We like to start by first putting in a one millimeter paracentesis blade, get control of the anterior chamber, and inject viscoelastic. Now we're getting ready to do the can-opener capsulorhexis and loosen the nucleus. While we're doing this can opener, you can see that there is significant movement of the nucleus. That's secondary to zonular dialysis and zonular instability. As we discussed before that this cataract has been there for quite some time, roughly about 40 years and it was a result of trauma originally. So it was important to take it methodically and slow and not to compromise the zonules further.

Next step, we used the corneal scissors, left and right, to open up the incision.

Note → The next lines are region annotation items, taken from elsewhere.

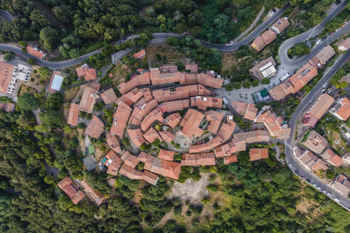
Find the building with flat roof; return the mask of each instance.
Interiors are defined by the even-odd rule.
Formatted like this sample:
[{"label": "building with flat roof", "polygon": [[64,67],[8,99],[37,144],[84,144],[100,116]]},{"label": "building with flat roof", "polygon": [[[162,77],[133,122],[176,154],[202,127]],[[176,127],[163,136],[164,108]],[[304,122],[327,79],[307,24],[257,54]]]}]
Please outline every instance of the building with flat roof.
[{"label": "building with flat roof", "polygon": [[249,71],[254,77],[262,80],[264,78],[270,78],[277,74],[277,70],[275,67],[276,65],[272,57],[270,57],[254,65]]},{"label": "building with flat roof", "polygon": [[55,93],[60,91],[62,82],[63,82],[63,76],[58,71],[53,71],[51,76],[51,80],[48,85],[48,92],[49,93]]}]

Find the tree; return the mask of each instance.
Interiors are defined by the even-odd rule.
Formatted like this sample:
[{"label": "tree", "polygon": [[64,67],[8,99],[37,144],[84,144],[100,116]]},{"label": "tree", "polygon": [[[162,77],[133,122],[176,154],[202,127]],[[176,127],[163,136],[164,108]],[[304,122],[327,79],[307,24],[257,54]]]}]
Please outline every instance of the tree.
[{"label": "tree", "polygon": [[259,85],[259,80],[254,80],[254,81],[253,81],[252,82],[252,85],[253,87],[258,87]]},{"label": "tree", "polygon": [[23,111],[36,109],[39,107],[39,101],[31,93],[25,93],[18,97],[17,107]]},{"label": "tree", "polygon": [[44,48],[52,51],[58,45],[58,33],[57,29],[51,27],[43,28],[40,31],[39,38]]},{"label": "tree", "polygon": [[27,62],[29,65],[36,65],[36,60],[33,58],[28,58]]},{"label": "tree", "polygon": [[38,69],[38,73],[40,77],[45,80],[50,78],[50,69],[48,67],[41,67]]},{"label": "tree", "polygon": [[262,79],[262,81],[261,81],[261,82],[262,82],[262,84],[265,84],[265,85],[269,85],[270,84],[270,79],[268,77],[265,77]]}]

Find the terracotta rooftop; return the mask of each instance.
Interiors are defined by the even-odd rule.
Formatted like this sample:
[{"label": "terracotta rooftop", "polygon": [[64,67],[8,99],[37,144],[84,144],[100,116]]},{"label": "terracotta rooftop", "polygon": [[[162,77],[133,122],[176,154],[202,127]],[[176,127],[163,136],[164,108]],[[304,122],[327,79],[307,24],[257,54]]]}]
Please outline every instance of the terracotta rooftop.
[{"label": "terracotta rooftop", "polygon": [[174,155],[175,152],[172,151],[167,151],[164,149],[160,149],[159,153],[158,153],[158,158],[167,160],[169,161],[174,161]]},{"label": "terracotta rooftop", "polygon": [[231,105],[233,109],[243,118],[254,121],[258,113],[258,109],[254,104],[248,104],[238,101],[231,102]]},{"label": "terracotta rooftop", "polygon": [[344,161],[338,155],[334,155],[329,161],[332,165],[336,167],[339,167],[344,163]]},{"label": "terracotta rooftop", "polygon": [[328,142],[319,133],[312,130],[304,144],[313,152],[320,154],[327,146]]},{"label": "terracotta rooftop", "polygon": [[67,124],[71,126],[77,126],[79,119],[79,104],[70,104],[69,107],[68,120]]},{"label": "terracotta rooftop", "polygon": [[269,94],[275,100],[283,99],[290,94],[297,93],[317,75],[317,69],[307,63],[291,77],[270,90]]},{"label": "terracotta rooftop", "polygon": [[132,90],[134,89],[136,87],[139,85],[149,85],[151,84],[149,80],[149,72],[146,72],[143,74],[136,76],[133,79],[130,80],[127,82],[121,83],[118,86],[118,90],[122,94],[127,94]]},{"label": "terracotta rooftop", "polygon": [[350,116],[350,100],[346,97],[338,99],[330,112],[340,120],[347,120]]},{"label": "terracotta rooftop", "polygon": [[327,45],[317,53],[310,60],[310,63],[315,68],[322,67],[332,57],[336,54],[334,49],[331,45]]},{"label": "terracotta rooftop", "polygon": [[276,116],[270,106],[265,106],[255,119],[255,122],[265,124],[271,136],[286,140],[290,137],[291,129],[287,124],[283,124],[283,119]]},{"label": "terracotta rooftop", "polygon": [[127,151],[125,151],[125,153],[120,158],[124,161],[124,164],[132,168],[134,168],[139,162],[139,161],[137,159],[137,157],[132,155],[130,152]]},{"label": "terracotta rooftop", "polygon": [[233,155],[230,156],[228,157],[223,158],[223,163],[226,165],[233,163],[237,163],[238,161],[237,160],[237,156],[236,155]]},{"label": "terracotta rooftop", "polygon": [[147,153],[142,153],[138,158],[144,163],[144,169],[154,173],[178,180],[180,175],[181,164],[179,163],[166,161],[158,157],[154,157]]},{"label": "terracotta rooftop", "polygon": [[261,158],[266,158],[269,157],[269,151],[267,148],[254,148],[249,151],[250,161],[253,161]]},{"label": "terracotta rooftop", "polygon": [[157,175],[156,174],[152,173],[147,170],[144,170],[144,174],[142,175],[142,179],[144,181],[148,182],[149,183],[153,185],[156,185],[157,183],[158,183],[159,178],[158,175]]},{"label": "terracotta rooftop", "polygon": [[197,65],[186,64],[186,65],[185,65],[185,70],[189,70],[189,72],[191,73],[196,74],[196,73],[198,73],[198,65]]},{"label": "terracotta rooftop", "polygon": [[57,186],[65,192],[68,197],[70,198],[74,205],[79,203],[79,202],[85,197],[84,193],[78,189],[78,188],[73,183],[72,180],[70,180],[70,178],[68,176],[60,180],[57,184]]},{"label": "terracotta rooftop", "polygon": [[256,130],[234,134],[233,139],[237,142],[245,141],[247,143],[253,143],[255,142],[269,141],[270,136],[269,133],[265,130]]},{"label": "terracotta rooftop", "polygon": [[139,125],[142,119],[157,105],[156,99],[147,102],[144,99],[141,99],[134,107],[132,113],[129,119],[129,123]]},{"label": "terracotta rooftop", "polygon": [[191,145],[189,147],[189,153],[199,153],[209,151],[214,148],[218,146],[220,144],[223,143],[223,139],[217,136],[208,142],[198,145]]},{"label": "terracotta rooftop", "polygon": [[208,111],[206,112],[206,119],[210,122],[207,130],[209,132],[216,134],[220,124],[223,120],[223,114],[216,111]]},{"label": "terracotta rooftop", "polygon": [[198,95],[214,95],[214,93],[201,85],[187,85],[183,87],[177,87],[175,88],[176,91],[181,91],[189,93],[189,97]]},{"label": "terracotta rooftop", "polygon": [[127,127],[132,110],[132,108],[124,102],[121,102],[119,104],[113,115],[113,121],[110,130],[112,134],[117,135],[121,139],[123,139],[124,131]]},{"label": "terracotta rooftop", "polygon": [[183,153],[181,166],[215,166],[215,155],[213,153]]},{"label": "terracotta rooftop", "polygon": [[175,100],[161,103],[158,107],[162,113],[172,112],[181,111],[189,107],[189,99]]},{"label": "terracotta rooftop", "polygon": [[198,128],[199,124],[204,118],[204,115],[199,112],[189,109],[185,116],[180,123],[182,128],[182,133],[191,139],[193,135],[200,137],[203,131]]},{"label": "terracotta rooftop", "polygon": [[34,57],[39,58],[40,60],[43,60],[45,58],[46,53],[38,48],[27,45],[26,51],[30,55],[32,55]]},{"label": "terracotta rooftop", "polygon": [[11,64],[0,62],[0,92],[6,93],[14,68]]},{"label": "terracotta rooftop", "polygon": [[145,55],[146,55],[146,51],[144,50],[144,49],[142,50],[139,52],[135,53],[133,55],[134,58],[135,58],[135,59],[143,58],[144,58]]},{"label": "terracotta rooftop", "polygon": [[124,163],[122,167],[120,168],[120,170],[119,170],[119,173],[127,177],[128,178],[131,180],[143,180],[144,179],[144,173],[135,170],[132,168],[132,167],[128,166],[125,163]]},{"label": "terracotta rooftop", "polygon": [[334,102],[334,99],[328,94],[319,96],[311,108],[304,114],[302,124],[309,127],[314,127],[317,121],[327,112]]},{"label": "terracotta rooftop", "polygon": [[191,97],[191,106],[199,109],[206,110],[208,107],[223,108],[223,99],[208,97]]},{"label": "terracotta rooftop", "polygon": [[181,116],[176,112],[169,115],[161,122],[169,125],[170,127],[174,129],[176,126],[178,125],[181,120]]},{"label": "terracotta rooftop", "polygon": [[189,92],[171,91],[170,90],[157,90],[152,92],[152,95],[158,102],[181,99],[188,99]]},{"label": "terracotta rooftop", "polygon": [[273,23],[271,29],[276,33],[279,34],[282,33],[287,26],[290,26],[290,22],[287,17],[282,17],[277,20],[276,23]]},{"label": "terracotta rooftop", "polygon": [[110,104],[117,99],[117,95],[115,94],[115,91],[112,88],[110,88],[105,92],[102,93],[101,97],[106,104]]},{"label": "terracotta rooftop", "polygon": [[117,175],[122,161],[113,151],[111,150],[102,159],[102,163],[108,168],[108,170],[107,170],[107,174]]},{"label": "terracotta rooftop", "polygon": [[175,139],[175,135],[170,131],[159,131],[159,135],[165,141],[170,143]]},{"label": "terracotta rooftop", "polygon": [[108,146],[110,146],[115,153],[122,153],[118,139],[115,136],[107,134],[106,136],[106,141]]},{"label": "terracotta rooftop", "polygon": [[159,108],[156,108],[144,116],[141,122],[141,129],[146,131],[156,121],[163,122],[164,120],[163,113]]},{"label": "terracotta rooftop", "polygon": [[84,88],[80,104],[79,104],[80,110],[88,113],[92,112],[96,100],[100,99],[97,91],[98,90],[94,89],[92,87],[85,87]]},{"label": "terracotta rooftop", "polygon": [[142,133],[141,132],[141,129],[127,129],[127,134],[130,137],[130,140],[135,144],[136,146],[139,147],[144,143],[146,143],[144,137],[142,136]]},{"label": "terracotta rooftop", "polygon": [[161,139],[159,134],[158,134],[157,131],[153,127],[149,128],[149,129],[144,134],[144,138],[150,143],[154,142],[157,139],[160,141],[163,141],[163,139]]},{"label": "terracotta rooftop", "polygon": [[214,149],[215,156],[217,158],[228,156],[234,153],[245,151],[245,141],[233,139],[228,143],[216,147]]},{"label": "terracotta rooftop", "polygon": [[275,40],[276,38],[276,35],[271,29],[267,30],[254,40],[252,47],[257,51],[260,51]]},{"label": "terracotta rooftop", "polygon": [[340,44],[338,49],[341,51],[345,51],[350,48],[350,37],[348,37]]},{"label": "terracotta rooftop", "polygon": [[97,116],[94,116],[85,133],[94,139],[98,139],[104,130],[103,123]]}]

Ready to deliver the nucleus and with everything we do in surgery, it's about safety first so we placed two 7-0 vicryl sutures on either side of the main wound to gain control of the eye should that be necessary in the future part of the case.

Here we apply pressure, about 2 mm below the limbal grove and try to express the nucleus from the interior chamber. Sometimes it's not as easy as it looks and this particular case took about two attempts in order to get that nucleus delivered out of the eye. We quickly tied down the 7-0 safety sutures to get control of the eye and then proceed to continue closing the case. We do a little I/A, insert the lens. Usually when we do the safety sutures, we like to make sure that there's about 6 or 7 mm on either side so that way we can insert the intraocular lens.

And lastly here, we're just closing up the conjuctiva. You can see a nice round pupil. There's no vitreous and we had a successful surgical case. You can see here in the Pentacam (Oculus) images of the preoperative cataract and the postoperative outcomes which looked very good. The patient got about a 2 to 3 line improvement in vision, likely secondary to childhood amblyopia but everybody was very happy with the outcome of the case.